Se il bilancio di un incubatore come Digital Magics va considerato positivo rispetto all'atteggiamento dimostrato dagli imprenditori quando di parla loro di innovazione significa, come osserva Pavone, “che la politica della progettualità e della semplificazione del linguaggio paga. In Italia esiste talento diffuso ma questa è una capacità spesso e colpevolmente bistrattata, non c'è ancora una consapevolezza diffusa dell'importanza del fare innovazione in modo aperto sebbene si stia facendo molto anche a livello territoriale”.

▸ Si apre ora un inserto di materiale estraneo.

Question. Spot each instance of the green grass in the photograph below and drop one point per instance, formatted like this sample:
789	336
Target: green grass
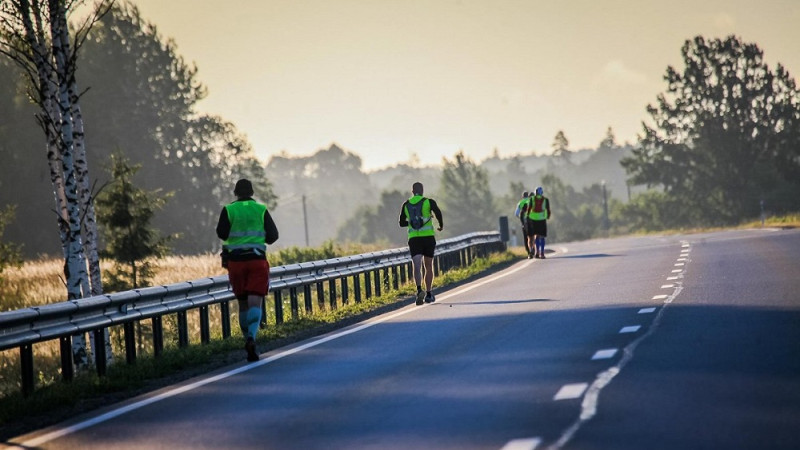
58	401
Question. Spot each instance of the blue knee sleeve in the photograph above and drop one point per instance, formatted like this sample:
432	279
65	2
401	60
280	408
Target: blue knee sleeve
243	322
253	321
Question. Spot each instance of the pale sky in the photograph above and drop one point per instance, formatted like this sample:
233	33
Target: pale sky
389	79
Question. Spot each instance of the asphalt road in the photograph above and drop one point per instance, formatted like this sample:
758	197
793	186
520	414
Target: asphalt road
673	342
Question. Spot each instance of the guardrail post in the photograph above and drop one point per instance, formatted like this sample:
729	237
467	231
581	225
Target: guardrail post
158	334
26	362
395	281
130	342
320	295
67	371
183	330
205	332
278	307
293	303
332	293
345	293
357	287
263	323
100	352
376	274
225	318
307	299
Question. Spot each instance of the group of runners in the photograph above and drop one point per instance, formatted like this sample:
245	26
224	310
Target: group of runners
246	228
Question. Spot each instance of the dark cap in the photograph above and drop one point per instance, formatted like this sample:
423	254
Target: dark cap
243	188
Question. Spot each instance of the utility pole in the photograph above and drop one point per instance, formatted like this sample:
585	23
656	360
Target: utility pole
606	225
305	218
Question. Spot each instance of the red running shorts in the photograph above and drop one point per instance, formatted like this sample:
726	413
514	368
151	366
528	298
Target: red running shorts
249	277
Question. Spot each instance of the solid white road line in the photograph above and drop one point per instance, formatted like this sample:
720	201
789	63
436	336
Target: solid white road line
571	391
59	432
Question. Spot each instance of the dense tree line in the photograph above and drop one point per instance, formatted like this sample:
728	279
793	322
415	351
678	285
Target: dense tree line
141	101
723	138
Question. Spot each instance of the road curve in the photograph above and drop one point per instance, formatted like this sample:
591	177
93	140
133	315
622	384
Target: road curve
685	341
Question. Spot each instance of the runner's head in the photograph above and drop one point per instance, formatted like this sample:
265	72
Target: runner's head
243	188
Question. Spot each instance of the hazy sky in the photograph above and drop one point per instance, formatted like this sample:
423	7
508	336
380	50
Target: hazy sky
388	79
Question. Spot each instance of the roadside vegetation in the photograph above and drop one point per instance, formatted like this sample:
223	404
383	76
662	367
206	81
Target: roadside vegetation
54	400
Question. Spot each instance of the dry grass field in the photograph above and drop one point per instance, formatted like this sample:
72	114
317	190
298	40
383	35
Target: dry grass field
41	282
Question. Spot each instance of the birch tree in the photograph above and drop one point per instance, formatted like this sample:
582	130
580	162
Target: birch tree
36	36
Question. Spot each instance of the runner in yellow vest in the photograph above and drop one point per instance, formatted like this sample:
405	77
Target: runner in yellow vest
416	215
537	211
246	227
522	219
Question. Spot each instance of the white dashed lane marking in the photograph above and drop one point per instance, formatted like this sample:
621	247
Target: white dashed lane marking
570	391
522	444
607	353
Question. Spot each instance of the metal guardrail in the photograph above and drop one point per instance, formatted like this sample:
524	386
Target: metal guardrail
25	327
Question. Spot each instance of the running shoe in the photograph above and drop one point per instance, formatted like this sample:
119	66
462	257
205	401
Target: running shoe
250	347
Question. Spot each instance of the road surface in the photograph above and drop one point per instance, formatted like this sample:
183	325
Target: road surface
673	342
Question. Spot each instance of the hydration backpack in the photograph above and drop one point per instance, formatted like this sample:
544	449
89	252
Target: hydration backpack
415	219
538	204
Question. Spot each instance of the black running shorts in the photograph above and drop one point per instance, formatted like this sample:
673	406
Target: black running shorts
537	227
423	245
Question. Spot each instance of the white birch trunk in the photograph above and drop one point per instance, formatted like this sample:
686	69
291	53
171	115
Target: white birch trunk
75	266
86	199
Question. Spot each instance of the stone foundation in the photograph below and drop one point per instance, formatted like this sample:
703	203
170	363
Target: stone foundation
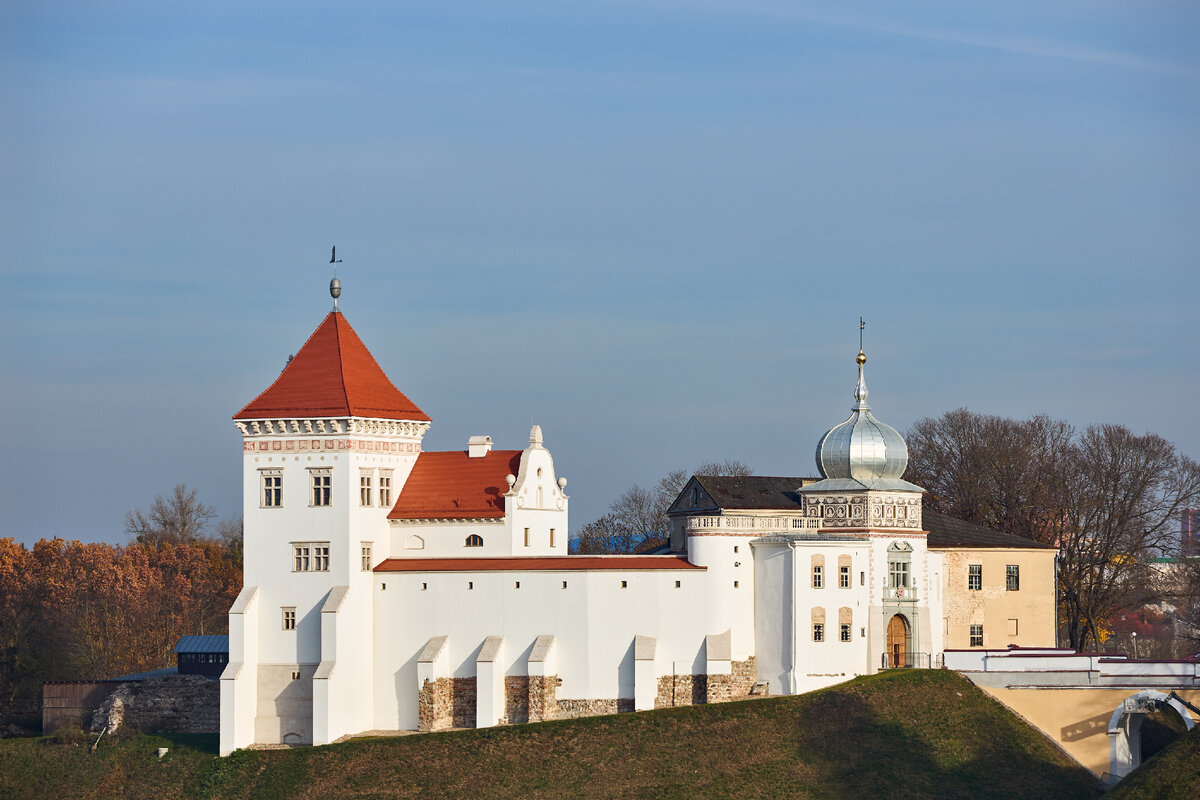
691	690
171	704
543	702
736	686
447	703
516	699
574	709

Il varo del piano Industria 4.0, in tal senso, è un tassello importante per quanto ancora non conosciuto (e quindi fatto proprio) da tutte le aziende italiane. Ma è anche vero che il numero delle startup innovative iscritte all'apposito Registro tenuto dalla Camere di Commercio in partnership con il Ministero dello Sviluppo Economico è costantemente in crescita (abbiamo superato quota 7.500) e che l'azione dei venture capital sta pian piano assumendo maggiore dinamicità (in relazione alla maggiore numerosità e qualità di progetti da selezionare per un finanziamento). Il tema al centro del dibattito, oggi, conclude Pavone, “è quello di unire le risorse e le competenze e fare concretamente ecosistema, perché l'innovazione deve essere alla portata di tutte le aziende italiane”. Ed è proprio questo, molto probabilmente, il principale messaggio che uscirà da Saint-Vincent.